The relative viability of SZ95 cells treated with different concentrations of lactobacillus plantarum5b4m2 fermentation supernatants is shown in table 2.
TABLE 2
The results in Table 2 show that the addition of lactobacillus plantarum5b4m2 fermentation supernatant at a concentration of 50% resulted in significant toxicity to SZ95 cells, whereas lactobacillus plantarum5b4m2 fermentation supernatant at a concentration of less than 25% was non-cytotoxic to SZ95 cells.
EXAMPLE 5 Lactobacillus plantarum5b4m2 fermentation supernatant oil inhibition test
Oil red O, also called Sudan red 5B, is a fat-soluble dye, can be highly dissolved in fat, can specifically color neutral fat such as triglyceride in tissue, and is used for displaying steatosis of tissue organs and abnormal deposition of lipid. By utilizing the characteristic of the oil red O, the cultured SZ95 cells (human sebaceous gland cells) can be subjected to staining observation, and the content and the morphology of the cell grease can be analyzed.
1. Experimental method
Oleic acid medium configuration:
preparing an aqueous oleic acid solution (OA, molecular weight 282.46) at a concentration of 1M; 5.0g Bovine Serum Albumin (BSA) was sized to 50ml with water to prepare a 10% by mass BSA solution; mixing 16 mu L of 1M aqueous solution of OA with 2ml of 10% BSA solution by mass percentage, shaking the mixture for 6-8 hours at 37 ℃ to obtain mixed solution with the OA concentration of 80mM, mixing 1ml of mixed solution with 40ml of DMEM culture medium, filtering to obtain oleic acid culture medium, and storing at 4 ℃.

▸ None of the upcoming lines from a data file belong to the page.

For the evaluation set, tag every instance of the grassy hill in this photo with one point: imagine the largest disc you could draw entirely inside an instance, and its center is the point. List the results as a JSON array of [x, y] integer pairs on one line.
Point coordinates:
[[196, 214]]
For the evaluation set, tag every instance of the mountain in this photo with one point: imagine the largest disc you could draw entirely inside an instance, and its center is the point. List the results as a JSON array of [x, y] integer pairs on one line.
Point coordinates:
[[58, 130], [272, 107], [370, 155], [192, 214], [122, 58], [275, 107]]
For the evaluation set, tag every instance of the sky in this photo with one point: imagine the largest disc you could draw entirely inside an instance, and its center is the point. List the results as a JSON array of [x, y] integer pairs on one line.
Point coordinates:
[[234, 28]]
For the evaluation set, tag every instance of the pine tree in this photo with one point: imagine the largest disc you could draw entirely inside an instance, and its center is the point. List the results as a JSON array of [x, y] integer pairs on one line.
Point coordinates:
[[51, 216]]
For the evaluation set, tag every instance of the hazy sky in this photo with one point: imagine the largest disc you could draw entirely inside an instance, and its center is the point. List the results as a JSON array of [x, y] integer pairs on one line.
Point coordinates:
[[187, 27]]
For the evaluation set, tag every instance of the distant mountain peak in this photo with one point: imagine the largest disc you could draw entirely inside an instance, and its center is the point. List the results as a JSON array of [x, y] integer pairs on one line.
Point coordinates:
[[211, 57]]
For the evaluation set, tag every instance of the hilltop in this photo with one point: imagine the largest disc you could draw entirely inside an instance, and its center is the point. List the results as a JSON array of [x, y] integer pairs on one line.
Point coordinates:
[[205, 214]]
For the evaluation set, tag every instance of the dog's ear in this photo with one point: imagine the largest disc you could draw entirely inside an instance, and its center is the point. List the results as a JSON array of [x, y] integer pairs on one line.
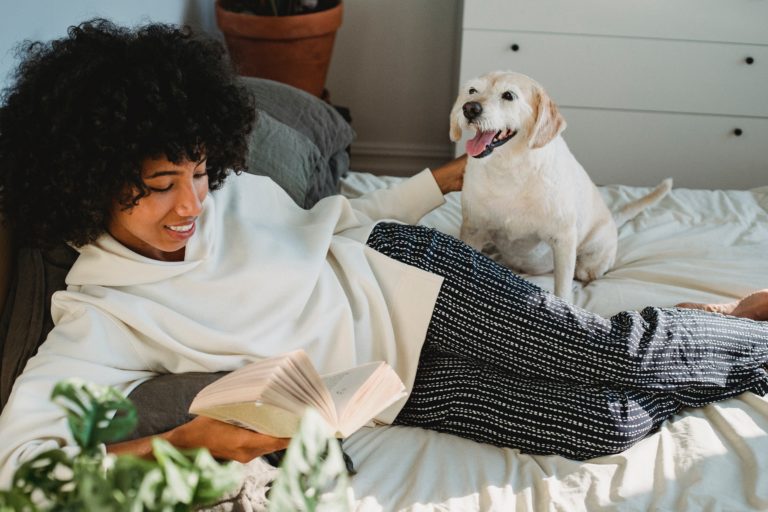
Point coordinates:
[[549, 122], [455, 131]]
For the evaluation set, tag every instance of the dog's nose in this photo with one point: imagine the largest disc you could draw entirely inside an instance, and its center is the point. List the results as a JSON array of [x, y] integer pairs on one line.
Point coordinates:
[[472, 109]]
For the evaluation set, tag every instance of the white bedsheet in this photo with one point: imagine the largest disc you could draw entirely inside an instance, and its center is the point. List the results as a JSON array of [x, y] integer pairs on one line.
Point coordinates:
[[695, 245]]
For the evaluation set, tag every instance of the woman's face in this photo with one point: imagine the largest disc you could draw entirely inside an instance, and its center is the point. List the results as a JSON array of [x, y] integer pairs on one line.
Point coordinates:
[[161, 223]]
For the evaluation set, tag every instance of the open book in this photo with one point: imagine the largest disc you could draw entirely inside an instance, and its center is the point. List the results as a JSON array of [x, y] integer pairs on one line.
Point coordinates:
[[271, 395]]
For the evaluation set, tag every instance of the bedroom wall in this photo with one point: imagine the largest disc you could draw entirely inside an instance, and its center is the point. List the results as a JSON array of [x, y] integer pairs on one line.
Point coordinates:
[[393, 66]]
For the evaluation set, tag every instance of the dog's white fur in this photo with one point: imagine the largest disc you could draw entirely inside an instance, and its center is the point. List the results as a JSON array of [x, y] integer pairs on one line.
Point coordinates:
[[530, 197]]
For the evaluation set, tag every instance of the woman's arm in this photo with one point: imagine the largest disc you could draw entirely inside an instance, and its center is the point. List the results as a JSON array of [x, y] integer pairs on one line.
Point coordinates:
[[223, 440], [450, 176]]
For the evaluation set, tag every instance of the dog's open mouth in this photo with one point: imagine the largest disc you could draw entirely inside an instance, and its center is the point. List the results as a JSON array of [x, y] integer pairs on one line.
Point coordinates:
[[484, 143]]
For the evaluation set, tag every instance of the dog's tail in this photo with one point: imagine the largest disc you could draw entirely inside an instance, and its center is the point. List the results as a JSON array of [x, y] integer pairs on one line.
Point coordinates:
[[630, 210]]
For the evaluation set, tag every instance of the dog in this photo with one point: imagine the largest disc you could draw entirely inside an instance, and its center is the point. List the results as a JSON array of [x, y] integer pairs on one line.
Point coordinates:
[[524, 192]]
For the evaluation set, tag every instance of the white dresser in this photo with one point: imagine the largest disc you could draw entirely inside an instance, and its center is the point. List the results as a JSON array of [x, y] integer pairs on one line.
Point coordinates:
[[649, 88]]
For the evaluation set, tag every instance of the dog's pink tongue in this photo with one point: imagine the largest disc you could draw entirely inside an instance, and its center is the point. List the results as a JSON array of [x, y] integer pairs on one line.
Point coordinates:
[[477, 145]]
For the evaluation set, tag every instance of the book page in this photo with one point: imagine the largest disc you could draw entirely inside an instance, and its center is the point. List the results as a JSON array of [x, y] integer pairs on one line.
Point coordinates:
[[343, 385], [362, 392], [266, 393], [264, 418]]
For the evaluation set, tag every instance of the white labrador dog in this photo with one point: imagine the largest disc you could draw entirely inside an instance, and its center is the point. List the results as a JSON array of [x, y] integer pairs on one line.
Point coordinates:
[[524, 191]]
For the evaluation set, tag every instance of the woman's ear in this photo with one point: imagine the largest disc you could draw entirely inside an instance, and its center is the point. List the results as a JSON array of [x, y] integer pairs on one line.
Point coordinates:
[[549, 122]]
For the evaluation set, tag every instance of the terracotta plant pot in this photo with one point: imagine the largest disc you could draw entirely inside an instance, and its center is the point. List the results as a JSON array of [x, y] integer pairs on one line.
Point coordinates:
[[291, 49]]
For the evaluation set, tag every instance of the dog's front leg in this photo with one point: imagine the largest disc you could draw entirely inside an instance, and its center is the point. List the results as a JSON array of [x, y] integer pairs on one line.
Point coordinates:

Preparing an oil red O dyeing working solution:
1g of oil red O is dissolved in 200ml of isopropanol, and the oil red O storage solution is obtained after stirring and uniformly mixing, and can be stored at 4 ℃ in a dark place. Mixing the oil red O storage solution with ultrapure water according to the volume ratio of 3:2, standing for 10min, and filtering with filter paper to obtain the oil red O dyeing working solution.
Cell treatment:
at 3X 10 4 Cell/well Density SZ95 cells (human sebaceous gland cells) were seeded into 96-well plates at 37℃with 5% CO 2 After incubation for 24 hours under conditions, PBS was washed once, the supernatant was aspirated, and then loaded in the following groups:
negative control group (control): adding DMEM (serum-free) medium;
model set (OA): adding the oleic acid culture medium prepared at present;
experimental group: after adding the oleic acid culture medium prepared in the prior art, 5wt% lactobacillus plantarum5b4M2 fermentation supernatant and 5wt% bifidobacterium animalis 5b5L3 fermentation supernatant prepared in example 3 (with the preservation number of cctccc M2021389, which are disclosed in patent document CN112940996 a) are added respectively, and the SZ95 cells are continuously cultured for 24 hours after sample addition.
Dyeing:
washing SZ95 cells after culturing for 24 hours for 1 time by using PBS, fixing the cells for 5 minutes by using 4% formaldehyde (formaldehyde is used for curing the cells, discarding the liquid, washing for 1 time by using PBS, then treating the cells for 5 minutes by using 60% isopropanol (the cells are not used for curing), discarding the liquid, adding oil red O dyeing working solution into each group according to the adding amount of 120 mu L/each hole, carrying out light-proof dyeing for 1 hour, pumping the oil red O dyeing working solution after dyeing, adding 200 mu L of 60wt% isopropanol solution into each hole, carrying out treatment for 3 minutes, discarding the isopropanol, and finally observing by using a microscope, wherein the more red cells are dyed, the more grease is indicated; 200 mu L of 100% isopropanol is added into each hole, the mixture is protected from light, and the mixture is incubated for 5min by a shaking table, so that oil red O combined with grease is fully washed; then transferring the washed oil red O washing liquid into a 96-well plate with 150 mu L, and using an enzyme-labeled instrument at OD 500nm Where absorbance is measured. And calculating the relative secretion rate of grease according to the following formula:
relative secretion rate (%) =od of oil Experimental group /OD Model group *100
Each set of experiments was set up in 3 replicates. Statistical analysis was performed using GraphPad 8.0.2, and the results are expressed as mean ± standard deviation. P-value <0.05 was considered to be statistically significant.
2. Experimental results
(1) The results of microscopic examination of SZ95 cells after staining are shown in FIG. 2, wherein A is a negative control group, B is a model group, and C is a lactobacillus plantarum5B4m2 fermentation supernatant experimental group.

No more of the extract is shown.